Até que, numa quarta-feira de cinzas, você desapareceu, como um sonho

bom, uma presença quase que irradicada, levou as fotos, as roupas, as músicas e a

melhor parte de mim. Nunca soube como nem por quê e tudo o mais e enfim e então,

seu nome me fugiu só e apenas. Gosto de pensar que você me deixou por amor, por

acreditar que acordar com uma faca no peito talvez fosse melhor do que nunca acordar.

A maioria das mulheres morre uma vez só, mas eu não sou como a maioria das

mulheres. Pensar no outrora é um fracasso, e se eu não quiser ser forte? Esse outrora

que eu tenho posso guardar agudo afiado em todas as coisas.
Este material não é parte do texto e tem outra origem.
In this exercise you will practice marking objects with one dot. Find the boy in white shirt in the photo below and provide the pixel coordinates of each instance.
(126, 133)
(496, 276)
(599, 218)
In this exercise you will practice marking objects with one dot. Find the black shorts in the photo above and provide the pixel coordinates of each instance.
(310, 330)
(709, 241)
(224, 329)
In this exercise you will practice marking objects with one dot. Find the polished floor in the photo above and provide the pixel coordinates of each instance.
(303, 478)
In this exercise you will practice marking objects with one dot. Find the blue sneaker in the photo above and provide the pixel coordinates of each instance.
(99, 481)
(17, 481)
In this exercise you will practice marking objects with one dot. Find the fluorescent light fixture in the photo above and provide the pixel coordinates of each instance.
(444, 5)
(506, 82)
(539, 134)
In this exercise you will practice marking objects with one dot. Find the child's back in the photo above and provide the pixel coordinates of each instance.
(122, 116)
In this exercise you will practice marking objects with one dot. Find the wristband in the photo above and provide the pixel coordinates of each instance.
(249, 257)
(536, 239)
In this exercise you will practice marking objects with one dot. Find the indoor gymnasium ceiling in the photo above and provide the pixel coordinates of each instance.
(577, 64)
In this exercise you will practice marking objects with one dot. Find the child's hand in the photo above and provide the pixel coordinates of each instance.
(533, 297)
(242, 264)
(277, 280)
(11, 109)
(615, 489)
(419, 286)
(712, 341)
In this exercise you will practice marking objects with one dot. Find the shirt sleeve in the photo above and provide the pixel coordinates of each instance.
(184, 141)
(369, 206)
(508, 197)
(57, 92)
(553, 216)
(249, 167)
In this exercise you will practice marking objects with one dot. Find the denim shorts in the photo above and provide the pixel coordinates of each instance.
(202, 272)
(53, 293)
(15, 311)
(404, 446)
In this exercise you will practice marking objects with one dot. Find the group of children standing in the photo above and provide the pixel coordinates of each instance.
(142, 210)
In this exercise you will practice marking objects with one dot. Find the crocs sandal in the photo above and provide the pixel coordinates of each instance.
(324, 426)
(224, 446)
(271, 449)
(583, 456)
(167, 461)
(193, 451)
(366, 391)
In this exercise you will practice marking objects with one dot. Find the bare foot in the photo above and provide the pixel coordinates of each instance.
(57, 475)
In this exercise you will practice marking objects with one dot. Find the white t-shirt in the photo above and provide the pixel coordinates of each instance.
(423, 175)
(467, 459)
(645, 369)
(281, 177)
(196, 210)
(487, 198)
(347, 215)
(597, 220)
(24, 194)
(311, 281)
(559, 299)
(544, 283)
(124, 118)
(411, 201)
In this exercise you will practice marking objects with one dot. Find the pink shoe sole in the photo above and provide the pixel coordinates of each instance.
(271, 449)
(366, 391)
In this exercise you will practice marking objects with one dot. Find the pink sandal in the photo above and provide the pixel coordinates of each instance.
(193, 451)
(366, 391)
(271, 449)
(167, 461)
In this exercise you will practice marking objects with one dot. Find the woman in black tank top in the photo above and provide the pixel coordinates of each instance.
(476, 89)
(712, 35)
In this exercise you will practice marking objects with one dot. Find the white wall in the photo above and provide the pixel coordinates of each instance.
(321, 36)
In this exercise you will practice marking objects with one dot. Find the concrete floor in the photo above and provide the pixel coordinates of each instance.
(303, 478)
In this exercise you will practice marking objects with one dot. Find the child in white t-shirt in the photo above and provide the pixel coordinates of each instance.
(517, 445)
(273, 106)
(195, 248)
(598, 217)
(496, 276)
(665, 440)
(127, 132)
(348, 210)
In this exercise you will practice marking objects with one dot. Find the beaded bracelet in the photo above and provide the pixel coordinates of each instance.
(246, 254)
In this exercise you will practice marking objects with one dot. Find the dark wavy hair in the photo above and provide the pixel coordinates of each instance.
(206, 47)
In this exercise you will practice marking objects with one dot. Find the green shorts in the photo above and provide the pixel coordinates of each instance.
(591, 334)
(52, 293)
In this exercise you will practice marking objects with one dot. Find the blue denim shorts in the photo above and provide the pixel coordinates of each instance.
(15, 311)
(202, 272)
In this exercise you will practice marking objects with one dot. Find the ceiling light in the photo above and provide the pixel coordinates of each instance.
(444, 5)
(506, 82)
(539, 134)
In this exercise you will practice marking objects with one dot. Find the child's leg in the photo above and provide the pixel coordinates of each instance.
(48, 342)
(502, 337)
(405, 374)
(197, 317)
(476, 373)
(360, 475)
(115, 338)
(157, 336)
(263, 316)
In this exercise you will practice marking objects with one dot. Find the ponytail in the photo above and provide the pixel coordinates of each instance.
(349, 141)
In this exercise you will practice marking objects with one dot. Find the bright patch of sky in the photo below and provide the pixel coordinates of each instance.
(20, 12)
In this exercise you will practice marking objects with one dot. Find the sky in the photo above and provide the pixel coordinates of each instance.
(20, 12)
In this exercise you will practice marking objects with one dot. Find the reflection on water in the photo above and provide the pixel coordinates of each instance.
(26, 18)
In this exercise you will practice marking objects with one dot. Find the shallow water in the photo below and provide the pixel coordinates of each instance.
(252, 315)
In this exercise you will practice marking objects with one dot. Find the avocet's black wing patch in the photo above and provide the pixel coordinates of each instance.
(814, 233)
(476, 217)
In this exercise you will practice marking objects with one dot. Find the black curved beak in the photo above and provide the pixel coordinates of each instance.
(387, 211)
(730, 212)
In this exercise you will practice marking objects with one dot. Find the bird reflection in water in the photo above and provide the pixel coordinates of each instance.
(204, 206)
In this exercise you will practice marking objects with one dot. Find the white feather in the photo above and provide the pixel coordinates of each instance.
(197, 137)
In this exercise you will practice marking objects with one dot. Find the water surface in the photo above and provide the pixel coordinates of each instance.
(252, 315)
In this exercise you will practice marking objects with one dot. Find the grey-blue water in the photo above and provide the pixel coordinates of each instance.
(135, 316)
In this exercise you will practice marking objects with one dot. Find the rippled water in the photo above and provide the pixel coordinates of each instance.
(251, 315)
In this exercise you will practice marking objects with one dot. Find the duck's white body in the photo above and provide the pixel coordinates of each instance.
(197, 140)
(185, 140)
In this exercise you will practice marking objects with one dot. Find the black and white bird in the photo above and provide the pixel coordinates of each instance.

Quando decidi ser eu naquele momento, acho que também optei sempre pela

dor. Há algo de bonito na dor, no sofrimento irresistível, é quase que consequência

de se estar vivo, aquela dor que existe no nascimento pode ser revivida, eu quero me

alimentar da placenta, de tal forma que eu nunca teria feito diferente, eu sou gente,

eu sou selvagem. Eu não quero esquecer, eu quero sofrer denso você inteiro para

todo o sempre. Quando estou sozinha em casa, digamos numa terça-feira à tarde e

toca um tango no apartamento junto ao meu, eu já não resisto mais. Sabe, parece haver

algo de nobre, nessa humilhação, de não evitar, não fugir, apenas deixar que doa.

Chorar com vontade grande, lágrimas ácidas e esfregar os olhos com tanta força para

pintar o rosto de preto com os restos do rímel, até ficar tão inchada a ponto de não

enxergar mais quase nada. Não há nada tão libertador quanto atentar contra si mesmo,

atentar sem nenhum pudor, até temer e sentir pena de mim mesma. Fall in love.

Sobre quedas— em/para/por amor. Nessas tardes, eu me deixo cair em completo,

imaginando rostos, lembrando vozes. Quando sinto que cheguei no ponto máximo

da queda-livre, aí surge um alívio único, como se eu tivesse finalmente próxima de te

encontrar, sinto seu braço apoiado no meu ombro e você colocando a minha música

favorita, solto-me arrancada em completa saudade. Ainda bem que eu te escolhi para

me destruir. Lá no fundo do poço mais sujo eu posso ver que apesar de hoje, houve

ontem e anteontem e vários anos atrás, o que importa é que ainda sinto a vida apertada,

ao encontrar restos importantes delicados (que ajudam a viver) em um lixo a céu

aberto, ao descobrir memórias e não cobri-las se novo, por gosto e tortura. É que eu

coloquei a cabeça para fora do carro e o vento bateu jogando meu cabelo no ar e, ao

olhar para trás, eu gostei do que vi e hoje escrevo essa carta por me faltarem palavras.